ACN Brasil relata trabalhos voluntários a imigrantes e refugiados da guerra
A guerra no Oriente Médio agrava a situação humanitária no sul do Líbano e provoca o deslocamento de milhares de famílias. Para socorrer os afetados pelo conflito, a Igreja e a comunidade libanesa promovem uma campanha de ajuda e mobiliza apoio também no Brasil.
Reportagem de Aline Imercio
Imagens de Antonio Matos, Gilberto Pereira, Reuters, ACN e Embaixada Libanesa do Brasil
O país dos cedros arrastado pra guerra. “Tudo é medo, ansiedade, angústia, pressão. Você tem seu filho, sua filha, seu genro, seus netos e tudo é sobre o medo por eles. Eu saí de casa por causa da minha filha que está grávida de 8 meses”, diz a moradora da capital libanesa, Shahira Ahmed Dabdoub.
Autoridades libanesas afirmam que mais de 1.000 pessoas perderam a vida e cerca de 1 milhão deixaram suas casas em busca de um lugar seguro. Muitos foram para casa de amigos, parentes, mas o número expressivo tem sido amparado em escolas, Igrejas, mosteiros e demais organizações sociais.

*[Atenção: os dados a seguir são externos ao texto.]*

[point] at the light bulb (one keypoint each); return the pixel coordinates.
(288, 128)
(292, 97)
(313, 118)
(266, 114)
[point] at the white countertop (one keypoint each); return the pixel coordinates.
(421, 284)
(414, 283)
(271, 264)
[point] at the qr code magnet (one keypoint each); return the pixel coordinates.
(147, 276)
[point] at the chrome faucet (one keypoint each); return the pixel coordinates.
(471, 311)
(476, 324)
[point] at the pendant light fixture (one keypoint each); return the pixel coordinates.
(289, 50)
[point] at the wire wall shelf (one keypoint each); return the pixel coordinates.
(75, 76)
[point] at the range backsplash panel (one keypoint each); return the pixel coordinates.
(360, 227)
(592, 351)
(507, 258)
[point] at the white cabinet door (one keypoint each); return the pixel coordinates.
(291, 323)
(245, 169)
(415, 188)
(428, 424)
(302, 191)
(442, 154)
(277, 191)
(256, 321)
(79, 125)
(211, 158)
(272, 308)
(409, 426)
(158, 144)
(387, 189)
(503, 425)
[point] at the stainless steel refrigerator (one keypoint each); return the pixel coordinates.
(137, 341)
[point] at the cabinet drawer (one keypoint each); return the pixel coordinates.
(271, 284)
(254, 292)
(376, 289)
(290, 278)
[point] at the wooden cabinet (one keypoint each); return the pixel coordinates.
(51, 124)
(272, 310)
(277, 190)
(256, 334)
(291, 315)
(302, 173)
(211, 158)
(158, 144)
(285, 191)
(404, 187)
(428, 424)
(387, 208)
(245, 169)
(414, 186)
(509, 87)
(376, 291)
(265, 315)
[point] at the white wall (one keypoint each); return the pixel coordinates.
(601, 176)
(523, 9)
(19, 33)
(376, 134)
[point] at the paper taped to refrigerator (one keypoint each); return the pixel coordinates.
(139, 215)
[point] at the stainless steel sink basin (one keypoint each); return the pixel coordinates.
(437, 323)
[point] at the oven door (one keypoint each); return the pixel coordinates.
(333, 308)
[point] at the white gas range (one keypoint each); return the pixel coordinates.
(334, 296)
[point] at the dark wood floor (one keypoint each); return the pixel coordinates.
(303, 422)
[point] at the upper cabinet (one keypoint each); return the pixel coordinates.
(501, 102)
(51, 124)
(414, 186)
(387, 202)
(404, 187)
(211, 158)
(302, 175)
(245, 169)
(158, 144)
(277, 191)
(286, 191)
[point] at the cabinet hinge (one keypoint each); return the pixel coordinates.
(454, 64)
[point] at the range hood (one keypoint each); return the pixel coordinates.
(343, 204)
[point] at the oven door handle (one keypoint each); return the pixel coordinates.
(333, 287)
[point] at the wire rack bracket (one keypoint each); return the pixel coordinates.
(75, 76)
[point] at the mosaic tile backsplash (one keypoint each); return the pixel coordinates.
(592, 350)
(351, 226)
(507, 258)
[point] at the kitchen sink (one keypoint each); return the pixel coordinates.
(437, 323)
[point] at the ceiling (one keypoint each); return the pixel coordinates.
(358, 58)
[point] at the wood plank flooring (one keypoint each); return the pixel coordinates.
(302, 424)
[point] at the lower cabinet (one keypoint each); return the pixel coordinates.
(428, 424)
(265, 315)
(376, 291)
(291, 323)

“Atacar equipes e profissionais de saúde é desumano, é contra qualquer lei internacional, é contra tudo o que um ser humano possa imaginar”, afirma este libanês, Saad Ei Zein.

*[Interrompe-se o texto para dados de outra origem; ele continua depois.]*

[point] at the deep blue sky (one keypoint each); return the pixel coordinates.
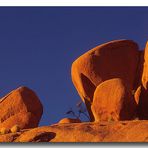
(38, 46)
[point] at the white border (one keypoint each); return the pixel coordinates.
(73, 3)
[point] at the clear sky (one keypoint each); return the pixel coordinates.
(38, 46)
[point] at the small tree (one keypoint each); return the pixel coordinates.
(82, 111)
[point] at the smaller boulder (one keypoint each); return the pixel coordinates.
(137, 94)
(69, 120)
(20, 107)
(113, 101)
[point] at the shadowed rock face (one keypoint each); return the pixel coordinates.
(20, 107)
(113, 101)
(121, 131)
(69, 120)
(116, 59)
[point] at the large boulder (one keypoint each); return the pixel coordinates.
(113, 101)
(115, 59)
(20, 107)
(142, 92)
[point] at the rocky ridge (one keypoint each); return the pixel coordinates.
(112, 81)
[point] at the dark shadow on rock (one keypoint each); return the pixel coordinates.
(44, 137)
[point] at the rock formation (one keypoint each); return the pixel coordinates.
(20, 107)
(69, 120)
(115, 59)
(111, 79)
(113, 101)
(121, 131)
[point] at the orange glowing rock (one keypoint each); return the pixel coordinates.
(115, 59)
(20, 107)
(113, 101)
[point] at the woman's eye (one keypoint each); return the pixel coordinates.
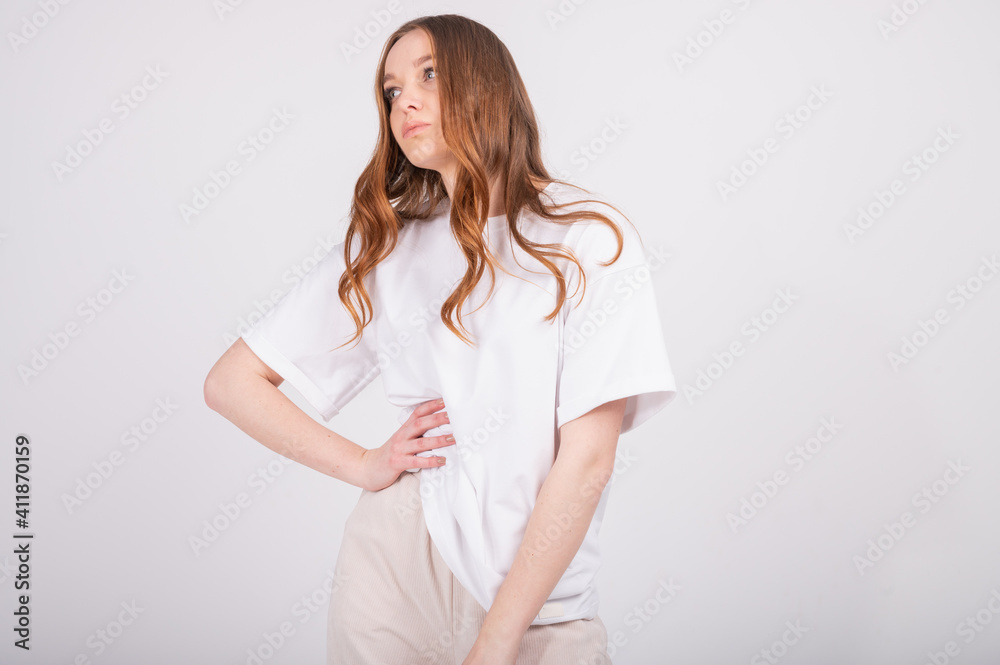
(388, 94)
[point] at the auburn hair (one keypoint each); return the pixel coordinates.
(489, 124)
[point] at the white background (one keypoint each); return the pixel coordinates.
(682, 130)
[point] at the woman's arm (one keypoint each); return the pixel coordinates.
(563, 512)
(244, 390)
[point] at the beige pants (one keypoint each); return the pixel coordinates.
(399, 603)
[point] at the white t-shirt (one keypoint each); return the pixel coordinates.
(507, 397)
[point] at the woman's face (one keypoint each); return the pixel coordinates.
(415, 115)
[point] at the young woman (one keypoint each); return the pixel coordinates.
(475, 539)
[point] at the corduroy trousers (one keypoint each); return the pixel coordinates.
(398, 603)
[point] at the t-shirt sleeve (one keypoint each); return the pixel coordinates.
(296, 339)
(612, 342)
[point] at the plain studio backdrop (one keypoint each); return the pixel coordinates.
(815, 183)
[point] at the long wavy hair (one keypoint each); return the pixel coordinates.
(489, 125)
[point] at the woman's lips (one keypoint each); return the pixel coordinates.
(414, 130)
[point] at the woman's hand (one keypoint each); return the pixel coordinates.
(383, 465)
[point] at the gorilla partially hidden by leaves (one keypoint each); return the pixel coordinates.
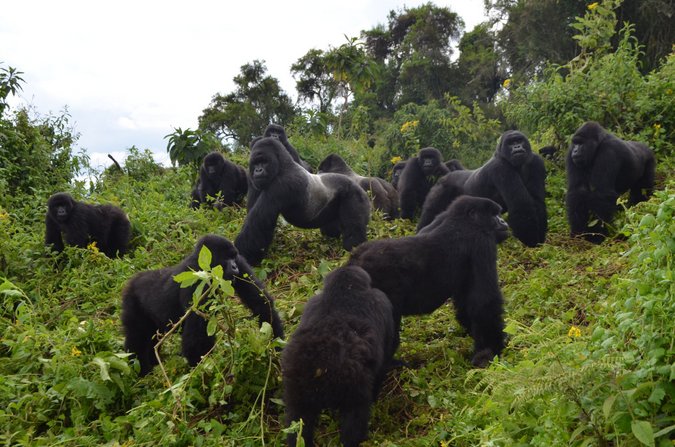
(79, 224)
(418, 176)
(601, 167)
(152, 301)
(221, 182)
(455, 256)
(385, 196)
(338, 356)
(514, 178)
(332, 202)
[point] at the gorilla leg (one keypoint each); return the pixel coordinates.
(196, 343)
(354, 425)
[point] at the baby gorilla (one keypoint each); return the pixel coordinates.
(339, 355)
(79, 224)
(152, 300)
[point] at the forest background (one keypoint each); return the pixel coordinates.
(590, 359)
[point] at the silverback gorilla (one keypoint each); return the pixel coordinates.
(455, 256)
(601, 167)
(385, 196)
(418, 176)
(79, 224)
(338, 356)
(332, 202)
(221, 182)
(152, 300)
(514, 178)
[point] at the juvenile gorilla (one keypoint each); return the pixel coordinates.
(385, 196)
(396, 173)
(601, 167)
(332, 202)
(221, 182)
(152, 300)
(455, 256)
(514, 178)
(79, 224)
(418, 176)
(278, 132)
(338, 356)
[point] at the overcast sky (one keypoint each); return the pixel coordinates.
(132, 71)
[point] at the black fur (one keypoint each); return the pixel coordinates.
(152, 300)
(278, 132)
(455, 256)
(385, 196)
(396, 173)
(79, 224)
(514, 178)
(418, 176)
(338, 356)
(221, 182)
(332, 202)
(601, 167)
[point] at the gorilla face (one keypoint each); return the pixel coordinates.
(515, 147)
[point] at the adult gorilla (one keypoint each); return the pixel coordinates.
(385, 197)
(79, 224)
(455, 256)
(221, 182)
(338, 356)
(278, 132)
(601, 167)
(418, 176)
(332, 202)
(396, 173)
(514, 178)
(152, 300)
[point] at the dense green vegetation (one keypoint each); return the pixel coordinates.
(591, 355)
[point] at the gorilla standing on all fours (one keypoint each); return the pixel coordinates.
(152, 300)
(418, 176)
(79, 224)
(455, 256)
(278, 132)
(338, 356)
(396, 173)
(332, 202)
(601, 167)
(221, 182)
(385, 197)
(514, 178)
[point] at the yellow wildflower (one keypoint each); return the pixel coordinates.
(574, 332)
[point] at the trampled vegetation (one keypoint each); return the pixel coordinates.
(590, 358)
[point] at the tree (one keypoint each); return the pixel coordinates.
(256, 102)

Diante do agravamento do conflito no Oriente Médio, a Fundação Pontifícia ajuda à Igreja que sofre está mobilizada numa campanha de ajuda humanitária nos locais duramente afetados pela guerra no sul do Líbano. A embaixada libanesa aqui no Brasil, em conjunto com os consulados, também montou um gabinete de crise para coordenar as ações solidárias em favor do povo libanês.

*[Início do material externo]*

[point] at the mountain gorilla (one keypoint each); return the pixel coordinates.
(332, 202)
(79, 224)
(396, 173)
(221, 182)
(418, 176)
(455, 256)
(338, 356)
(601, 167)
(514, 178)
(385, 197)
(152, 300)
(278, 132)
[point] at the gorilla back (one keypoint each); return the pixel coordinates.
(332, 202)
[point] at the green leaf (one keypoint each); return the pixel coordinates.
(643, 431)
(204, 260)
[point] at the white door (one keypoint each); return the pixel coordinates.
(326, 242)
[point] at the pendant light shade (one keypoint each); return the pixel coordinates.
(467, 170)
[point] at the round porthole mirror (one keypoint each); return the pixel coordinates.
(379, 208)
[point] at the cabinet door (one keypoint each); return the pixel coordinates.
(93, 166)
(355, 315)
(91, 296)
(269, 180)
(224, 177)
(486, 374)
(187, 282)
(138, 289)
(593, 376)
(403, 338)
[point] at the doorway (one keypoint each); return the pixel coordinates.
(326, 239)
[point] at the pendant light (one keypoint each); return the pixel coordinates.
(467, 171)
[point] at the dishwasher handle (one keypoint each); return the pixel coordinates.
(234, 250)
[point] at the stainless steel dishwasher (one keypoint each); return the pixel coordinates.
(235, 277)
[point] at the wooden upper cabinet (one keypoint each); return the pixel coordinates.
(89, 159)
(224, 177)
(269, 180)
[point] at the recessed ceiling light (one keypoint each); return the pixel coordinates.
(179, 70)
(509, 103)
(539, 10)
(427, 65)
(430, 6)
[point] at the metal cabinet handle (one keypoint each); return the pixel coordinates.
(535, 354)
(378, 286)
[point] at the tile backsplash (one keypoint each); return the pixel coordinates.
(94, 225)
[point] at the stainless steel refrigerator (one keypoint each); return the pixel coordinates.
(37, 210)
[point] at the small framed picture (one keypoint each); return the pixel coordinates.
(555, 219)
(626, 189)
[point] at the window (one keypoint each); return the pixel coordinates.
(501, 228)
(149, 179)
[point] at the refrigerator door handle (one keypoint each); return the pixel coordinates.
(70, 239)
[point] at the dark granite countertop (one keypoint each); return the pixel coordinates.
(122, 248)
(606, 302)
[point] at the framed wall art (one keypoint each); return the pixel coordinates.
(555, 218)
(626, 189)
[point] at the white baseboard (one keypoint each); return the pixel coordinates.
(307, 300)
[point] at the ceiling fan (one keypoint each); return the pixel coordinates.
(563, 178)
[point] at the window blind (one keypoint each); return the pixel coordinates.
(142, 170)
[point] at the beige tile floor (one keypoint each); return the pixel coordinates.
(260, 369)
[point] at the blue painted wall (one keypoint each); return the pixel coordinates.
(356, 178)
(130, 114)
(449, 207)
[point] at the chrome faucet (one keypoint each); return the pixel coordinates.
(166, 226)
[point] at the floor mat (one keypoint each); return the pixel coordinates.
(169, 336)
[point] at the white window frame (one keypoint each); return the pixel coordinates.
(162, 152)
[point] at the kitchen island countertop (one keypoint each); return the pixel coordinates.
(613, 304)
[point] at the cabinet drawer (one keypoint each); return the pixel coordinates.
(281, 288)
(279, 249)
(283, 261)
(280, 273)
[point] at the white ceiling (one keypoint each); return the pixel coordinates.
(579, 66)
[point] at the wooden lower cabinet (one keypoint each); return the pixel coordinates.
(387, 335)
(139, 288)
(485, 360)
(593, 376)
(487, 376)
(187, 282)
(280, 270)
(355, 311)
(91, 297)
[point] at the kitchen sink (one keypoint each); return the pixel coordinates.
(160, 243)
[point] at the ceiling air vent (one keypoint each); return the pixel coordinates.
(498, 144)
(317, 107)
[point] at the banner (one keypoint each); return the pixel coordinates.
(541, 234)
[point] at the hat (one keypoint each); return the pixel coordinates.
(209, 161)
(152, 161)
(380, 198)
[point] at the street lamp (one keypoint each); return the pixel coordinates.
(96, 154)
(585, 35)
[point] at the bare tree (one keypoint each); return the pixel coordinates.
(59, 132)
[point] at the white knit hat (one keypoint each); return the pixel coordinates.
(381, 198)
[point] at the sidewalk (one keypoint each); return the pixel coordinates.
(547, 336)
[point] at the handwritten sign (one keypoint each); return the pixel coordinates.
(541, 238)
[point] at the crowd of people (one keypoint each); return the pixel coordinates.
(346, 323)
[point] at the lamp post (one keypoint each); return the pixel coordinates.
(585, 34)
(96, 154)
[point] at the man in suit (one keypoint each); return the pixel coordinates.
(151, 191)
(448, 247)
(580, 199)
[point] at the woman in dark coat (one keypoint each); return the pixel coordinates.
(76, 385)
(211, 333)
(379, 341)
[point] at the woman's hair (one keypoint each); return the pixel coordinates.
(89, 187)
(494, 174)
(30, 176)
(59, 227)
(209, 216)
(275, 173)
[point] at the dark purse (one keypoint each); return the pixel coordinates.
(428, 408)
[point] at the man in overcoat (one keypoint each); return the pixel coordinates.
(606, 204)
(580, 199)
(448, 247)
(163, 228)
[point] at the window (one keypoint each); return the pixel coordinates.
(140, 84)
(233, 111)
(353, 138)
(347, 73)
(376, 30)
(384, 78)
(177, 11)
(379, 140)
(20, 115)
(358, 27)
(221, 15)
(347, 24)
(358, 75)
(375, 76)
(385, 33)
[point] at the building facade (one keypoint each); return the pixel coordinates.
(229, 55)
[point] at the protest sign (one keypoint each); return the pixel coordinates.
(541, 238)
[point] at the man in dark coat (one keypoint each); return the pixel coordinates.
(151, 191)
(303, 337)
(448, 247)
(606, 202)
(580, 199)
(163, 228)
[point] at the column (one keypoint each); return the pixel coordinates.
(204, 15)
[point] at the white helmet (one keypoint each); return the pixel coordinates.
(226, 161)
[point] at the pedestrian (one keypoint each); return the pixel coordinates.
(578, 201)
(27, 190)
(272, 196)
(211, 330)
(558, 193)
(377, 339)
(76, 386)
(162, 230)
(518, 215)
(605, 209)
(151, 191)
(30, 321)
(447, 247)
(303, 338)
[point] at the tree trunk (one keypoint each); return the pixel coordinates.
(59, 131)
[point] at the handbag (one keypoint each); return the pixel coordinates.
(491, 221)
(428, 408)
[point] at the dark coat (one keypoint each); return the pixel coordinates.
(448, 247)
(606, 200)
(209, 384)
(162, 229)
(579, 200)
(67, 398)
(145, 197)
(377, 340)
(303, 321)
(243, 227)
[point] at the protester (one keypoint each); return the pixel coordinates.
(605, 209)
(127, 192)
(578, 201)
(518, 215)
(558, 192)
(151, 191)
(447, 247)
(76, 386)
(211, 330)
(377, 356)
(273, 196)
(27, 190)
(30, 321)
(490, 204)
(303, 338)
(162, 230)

Os 24 escritórios no mundo estão empenhados. Na segunda-feira, 300.000 € o equivalente a R$ 1.800.000 serão enviados a parceiros da ACN, como as Igrejas maronitas, que já realizam ações conjuntas no país.
“Para poder atender a esta urgência,diria esta emergência em ver as situações dos deslocados, a situação também do apoio aos voluntários, o fornecimento também de medicamentos, de equipamentos e, acima de tudo, quando se tem uma guerra, situação de alimentação, apoio às crianças, às famílias. Então, a nossa presença nesta campanha é apenas para intensificar o que já realizamos como Fundação Pontifícia naquele contexto”, evidenciou o assistente eclesiástico da ACN Brasil, Frei Rogério Lima.
Cerca de 20 empresas e instituições apoiam a iniciativa da embaixada libanesa no Brasil. Além de recursos, o Líbano precisa de oração. “Por isso, vamos acompanhar o povo que está vivendo lá, que está querendo ficar lá pela oração, pelo menos as pessoas que podem rezar um terço pela paz nesse Oriente Médio e no mundo inteiro”, concluiu o bispo maronita do Brasil, Dom Edgard Madi.